Зейн вздохнул.
— Нечего заканчивать, детка. Машина куплена. Дело сделано. Назад ничего не вернешь, — заявил он.
Я поджала губы. Он был прав.
— Ты моя, — продолжил он, слегка поглаживая мою челюсть. — Лекси моя. Я забочусь о моих девочках.
Как бы это заявление ни согревало сердце, я не могла не запротестовать.
— Но сейчас, с деньгами Стива и Авы, я могу себе это позволить. Этого они и хотели, — сказала я, не обращая внимания на боль, вызванную упоминанием их имен.
— Многие годы, детка, мне не на что было тратить деньги. Не о ком было заботиться. Так что, я кое-что накопил, — объяснил он.

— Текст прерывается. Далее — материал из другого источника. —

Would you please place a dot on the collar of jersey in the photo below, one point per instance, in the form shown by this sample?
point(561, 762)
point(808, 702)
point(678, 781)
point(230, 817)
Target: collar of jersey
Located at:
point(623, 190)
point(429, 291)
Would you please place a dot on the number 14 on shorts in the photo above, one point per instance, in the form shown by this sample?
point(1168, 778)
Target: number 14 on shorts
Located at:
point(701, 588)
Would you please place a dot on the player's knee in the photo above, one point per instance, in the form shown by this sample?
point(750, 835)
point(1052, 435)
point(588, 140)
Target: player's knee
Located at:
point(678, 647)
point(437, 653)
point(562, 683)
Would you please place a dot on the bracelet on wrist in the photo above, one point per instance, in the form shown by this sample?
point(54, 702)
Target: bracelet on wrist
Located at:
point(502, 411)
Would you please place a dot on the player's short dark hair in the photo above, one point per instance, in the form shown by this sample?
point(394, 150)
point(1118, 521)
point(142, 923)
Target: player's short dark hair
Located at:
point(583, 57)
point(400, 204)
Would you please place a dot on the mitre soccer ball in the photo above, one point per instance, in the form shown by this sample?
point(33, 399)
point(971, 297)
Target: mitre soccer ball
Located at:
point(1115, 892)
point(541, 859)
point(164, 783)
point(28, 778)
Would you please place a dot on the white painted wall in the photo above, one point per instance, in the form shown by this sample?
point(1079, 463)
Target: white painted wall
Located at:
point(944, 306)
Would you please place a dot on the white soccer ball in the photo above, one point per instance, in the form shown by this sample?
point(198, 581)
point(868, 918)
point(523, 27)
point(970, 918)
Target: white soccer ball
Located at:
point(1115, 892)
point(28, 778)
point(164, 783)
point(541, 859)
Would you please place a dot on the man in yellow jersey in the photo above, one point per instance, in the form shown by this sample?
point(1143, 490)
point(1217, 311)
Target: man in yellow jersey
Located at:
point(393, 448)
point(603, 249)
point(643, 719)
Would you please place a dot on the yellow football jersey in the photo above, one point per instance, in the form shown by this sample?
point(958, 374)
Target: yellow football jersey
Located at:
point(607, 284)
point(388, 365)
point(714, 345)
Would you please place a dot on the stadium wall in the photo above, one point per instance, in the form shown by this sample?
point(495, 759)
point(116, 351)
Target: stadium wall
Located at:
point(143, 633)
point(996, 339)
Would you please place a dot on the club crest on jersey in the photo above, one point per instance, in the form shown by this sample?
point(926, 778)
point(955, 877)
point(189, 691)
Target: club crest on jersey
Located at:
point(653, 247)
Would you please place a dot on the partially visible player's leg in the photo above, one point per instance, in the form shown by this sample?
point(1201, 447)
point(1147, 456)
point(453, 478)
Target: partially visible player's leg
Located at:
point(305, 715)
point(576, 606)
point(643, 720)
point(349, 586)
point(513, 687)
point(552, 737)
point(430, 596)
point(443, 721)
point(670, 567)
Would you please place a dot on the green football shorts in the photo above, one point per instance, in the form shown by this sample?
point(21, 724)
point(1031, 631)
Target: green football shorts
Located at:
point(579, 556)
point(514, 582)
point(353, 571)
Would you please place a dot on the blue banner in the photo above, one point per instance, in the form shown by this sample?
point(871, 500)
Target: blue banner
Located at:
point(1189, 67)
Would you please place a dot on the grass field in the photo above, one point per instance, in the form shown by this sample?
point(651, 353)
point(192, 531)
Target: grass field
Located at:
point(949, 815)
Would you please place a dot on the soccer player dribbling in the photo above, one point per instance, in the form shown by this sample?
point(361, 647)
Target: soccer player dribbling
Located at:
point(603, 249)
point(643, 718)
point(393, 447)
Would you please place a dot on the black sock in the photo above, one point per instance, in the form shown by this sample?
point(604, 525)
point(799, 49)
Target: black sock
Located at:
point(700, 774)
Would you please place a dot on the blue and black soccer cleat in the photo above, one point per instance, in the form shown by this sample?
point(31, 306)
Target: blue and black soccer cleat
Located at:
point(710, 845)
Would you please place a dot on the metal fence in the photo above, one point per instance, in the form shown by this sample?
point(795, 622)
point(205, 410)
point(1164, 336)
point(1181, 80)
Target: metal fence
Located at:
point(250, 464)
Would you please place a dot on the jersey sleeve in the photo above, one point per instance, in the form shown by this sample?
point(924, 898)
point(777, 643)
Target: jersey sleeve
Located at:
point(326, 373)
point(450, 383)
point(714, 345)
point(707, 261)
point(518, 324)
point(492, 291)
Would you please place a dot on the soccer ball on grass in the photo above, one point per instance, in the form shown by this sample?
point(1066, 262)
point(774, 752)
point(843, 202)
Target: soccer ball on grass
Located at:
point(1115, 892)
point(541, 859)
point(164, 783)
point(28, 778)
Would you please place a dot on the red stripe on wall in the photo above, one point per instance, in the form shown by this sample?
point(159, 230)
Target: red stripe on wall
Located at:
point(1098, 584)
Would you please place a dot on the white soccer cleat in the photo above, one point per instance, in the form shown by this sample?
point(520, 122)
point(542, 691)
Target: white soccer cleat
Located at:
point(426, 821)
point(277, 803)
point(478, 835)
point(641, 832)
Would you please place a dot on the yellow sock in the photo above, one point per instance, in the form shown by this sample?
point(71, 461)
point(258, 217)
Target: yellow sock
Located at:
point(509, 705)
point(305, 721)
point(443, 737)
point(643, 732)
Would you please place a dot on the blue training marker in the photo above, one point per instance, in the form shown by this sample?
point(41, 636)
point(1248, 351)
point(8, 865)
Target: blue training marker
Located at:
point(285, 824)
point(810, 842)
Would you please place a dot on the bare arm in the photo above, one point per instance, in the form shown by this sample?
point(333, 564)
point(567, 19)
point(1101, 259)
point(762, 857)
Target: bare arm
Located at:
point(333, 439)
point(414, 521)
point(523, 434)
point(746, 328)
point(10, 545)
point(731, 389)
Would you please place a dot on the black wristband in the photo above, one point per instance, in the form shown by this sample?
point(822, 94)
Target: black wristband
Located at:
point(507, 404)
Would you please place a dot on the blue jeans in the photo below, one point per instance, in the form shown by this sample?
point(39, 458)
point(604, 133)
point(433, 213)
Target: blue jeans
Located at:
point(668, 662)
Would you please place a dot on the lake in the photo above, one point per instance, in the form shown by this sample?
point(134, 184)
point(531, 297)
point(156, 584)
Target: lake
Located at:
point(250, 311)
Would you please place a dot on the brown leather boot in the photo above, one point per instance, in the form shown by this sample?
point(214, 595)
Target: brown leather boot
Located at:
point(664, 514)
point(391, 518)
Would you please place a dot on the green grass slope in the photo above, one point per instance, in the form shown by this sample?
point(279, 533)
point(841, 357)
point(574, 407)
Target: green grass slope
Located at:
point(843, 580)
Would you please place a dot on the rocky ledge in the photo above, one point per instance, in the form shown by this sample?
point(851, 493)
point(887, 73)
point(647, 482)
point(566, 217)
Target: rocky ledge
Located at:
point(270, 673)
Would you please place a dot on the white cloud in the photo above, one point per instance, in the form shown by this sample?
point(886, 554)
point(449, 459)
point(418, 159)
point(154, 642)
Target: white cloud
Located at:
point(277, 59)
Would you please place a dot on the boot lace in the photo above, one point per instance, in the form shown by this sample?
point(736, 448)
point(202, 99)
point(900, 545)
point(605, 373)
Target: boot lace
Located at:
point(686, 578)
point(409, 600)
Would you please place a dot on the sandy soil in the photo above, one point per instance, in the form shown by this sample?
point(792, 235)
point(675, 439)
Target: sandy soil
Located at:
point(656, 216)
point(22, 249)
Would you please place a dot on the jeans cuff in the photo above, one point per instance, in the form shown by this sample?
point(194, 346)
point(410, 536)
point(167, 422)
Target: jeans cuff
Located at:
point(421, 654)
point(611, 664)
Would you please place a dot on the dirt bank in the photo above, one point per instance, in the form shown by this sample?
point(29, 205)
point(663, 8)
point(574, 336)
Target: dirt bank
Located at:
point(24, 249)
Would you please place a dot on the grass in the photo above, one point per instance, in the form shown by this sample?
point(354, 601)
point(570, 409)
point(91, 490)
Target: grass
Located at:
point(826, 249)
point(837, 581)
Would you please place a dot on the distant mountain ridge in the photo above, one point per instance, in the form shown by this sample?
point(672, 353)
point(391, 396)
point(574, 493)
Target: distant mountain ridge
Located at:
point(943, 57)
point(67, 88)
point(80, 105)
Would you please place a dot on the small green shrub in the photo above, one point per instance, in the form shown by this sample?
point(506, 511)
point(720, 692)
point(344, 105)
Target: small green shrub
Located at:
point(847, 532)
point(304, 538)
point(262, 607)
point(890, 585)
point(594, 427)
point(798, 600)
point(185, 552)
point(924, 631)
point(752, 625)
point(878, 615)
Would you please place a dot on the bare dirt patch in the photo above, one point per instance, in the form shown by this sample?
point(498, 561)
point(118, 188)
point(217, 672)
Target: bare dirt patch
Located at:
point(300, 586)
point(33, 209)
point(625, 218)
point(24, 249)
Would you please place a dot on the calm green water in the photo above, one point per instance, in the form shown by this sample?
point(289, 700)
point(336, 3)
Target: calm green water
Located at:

Я знала, что он не был беден, учитывая его требование взять на себя оплату ипотеки при переезде. Часть денег Стива и Авы пошла на выплату ипотеки, а также моего студенческого кредита. Тут мне удалось ему помешать. Но, к моему великому недовольству, он настаивал на том, чтобы платить почти за все.
— Представь, как приятно иметь не одного человека, о котором можно заботиться, — он сделал паузу. — А двоих. Когда я не думал, что у меня будет кто-нибудь снова. Позволь мне купить Лекси гребаную машину. Я потрачу на вас все свои деньги до последнего цента, и буду самым счастливым сукиным сыном в мире. Мне не нужны такие пустяки, как доллары и центы, когда я чертов миллиардер, и сейчас держу в объятиях половину моего состояния. Другая половина только что уехала, — он чуть не рычал.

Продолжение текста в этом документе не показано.